BTW, Kobo placed a distant 4th in the "also read" category, coming in behind Google Play. No matter how impressive one might find their jump in revenue last year they’re still not making a lot of gains in the US market.
Comments
fahirsch February 19, 2013 um 10:35 am
My wife has an iPad and an iPhone. She reads on the iPhone. Why? Weight and size. She can read laying down. I can read on an iPad (doing that at this moment!) but only with the iPad on a table. With my iPhone I can read standing up while on a train (I live in Argentina, and at this time train conmuting isn’t the best of experiences), and with one hand I mange to hold the device , changes pages, and hear music at the same time.
I have yet to try an iPad mini, which I expect to be easier to hold.
fjtorres February 19, 2013 um 1:22 pm
Good survey but it’s worth remembering Goodreads members aren’t representative of the total market. Some of the results should extrapolate but others I’m pretty sure don’t. The Kindle on Nook number for one… 37% strikes me as too high to translate to non-Goodread’ers…
Logan Kennelly February 19, 2013 um 9:11 pm
You misread the results. It isn’t that people are installing the Kindle application on Nook devices, they state that customers that primarily buy from B&N (those that buy what Goodreads calls Nook e-books) also buy from Amazon (which they call Kindle e-books).
I agree that Goodreads is not a great representative sample. Not that it’s a better sample, but my experience is that people tend to buy solely from the default option on the device used for reading unless the selection isn’t very good. (Apple seems to be an exception because it took so long to get into the books market that many long-time users simply become comfortable buying from somewhere else.)

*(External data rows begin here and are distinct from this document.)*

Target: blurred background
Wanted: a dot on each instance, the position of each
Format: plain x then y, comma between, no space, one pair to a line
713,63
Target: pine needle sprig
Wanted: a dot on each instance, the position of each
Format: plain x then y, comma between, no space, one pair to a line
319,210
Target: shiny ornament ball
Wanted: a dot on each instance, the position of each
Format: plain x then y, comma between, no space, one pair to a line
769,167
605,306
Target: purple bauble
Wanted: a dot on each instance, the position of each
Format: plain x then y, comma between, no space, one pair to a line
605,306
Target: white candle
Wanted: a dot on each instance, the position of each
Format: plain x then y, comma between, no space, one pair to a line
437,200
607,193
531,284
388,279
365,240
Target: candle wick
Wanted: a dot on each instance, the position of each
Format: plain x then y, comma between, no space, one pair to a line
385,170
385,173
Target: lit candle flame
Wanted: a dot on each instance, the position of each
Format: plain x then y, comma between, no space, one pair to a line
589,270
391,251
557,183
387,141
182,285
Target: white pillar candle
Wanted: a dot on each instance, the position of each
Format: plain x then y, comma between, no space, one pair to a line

flyingtoastr February 19, 2013 um 3:31 pm
"This more than anything is an example of why Amazon has dominated the ebook market; they have a loyalty that cannot be matched."
Or they have a proprietary format that makes it difficult to get outside their system.
Nate Hoffelder February 19, 2013 um 3:42 pm
Except that far more people read on smartphones and tablets than ereaders. Those devices can run multiple reading apps, which is kinda the point of that part of the survey.
And are you really going to suggest that the DRM on ebooks sold by B&N and Apple don’t make their ebooks as proprietary as Amazon’s? Given that removing the DRM is a greater hassle than mere conversion I would have to disagree.
fjtorres February 19, 2013 um 5:20 pm
Plus: reading epubs, even DRM’ed ones, is a trivial exercise on Amazon’s tablets instead of a running guerilla war on Nooks. And despite this, the proportion of goodreads members with FIREs that read competitors' books is half of the Nook owners. That suggests it is the *ebookstore* that draws them in, not the lock-in or even the hardware.
flyingtoastr February 19, 2013 um 8:24 pm
Apple has a pretty praetorian DRM as well. But BN’s is unlocked the same as any other Adobe EPUB DRM (through ADE) or, if the software supports it, via the simple social unlock code.
And I’m willing to bet a large number of the respondents who said "tablet" are using a Kindle Fire, which does indeed have a lot to do with proprietary lock-in.
faithbw February 19, 2013 um 3:55 pm
I’m not sure what these results mean beyond the preferences of the Goodreads community. Can the survey results be generalized to tablet owners or readers overall? I’m not sure it can. I guess it is good for publishers to know some of the reading preferences of the GR community but if I were a publisher I would want to know a lot more about valid these survey results are.
Paul February 19, 2013 um 3:56 pm
I tried to buy a book from Politics and Prose using their Kobe link and although it said they had a copy, it turned out it didn’t work. In the end I bought it on Amazon.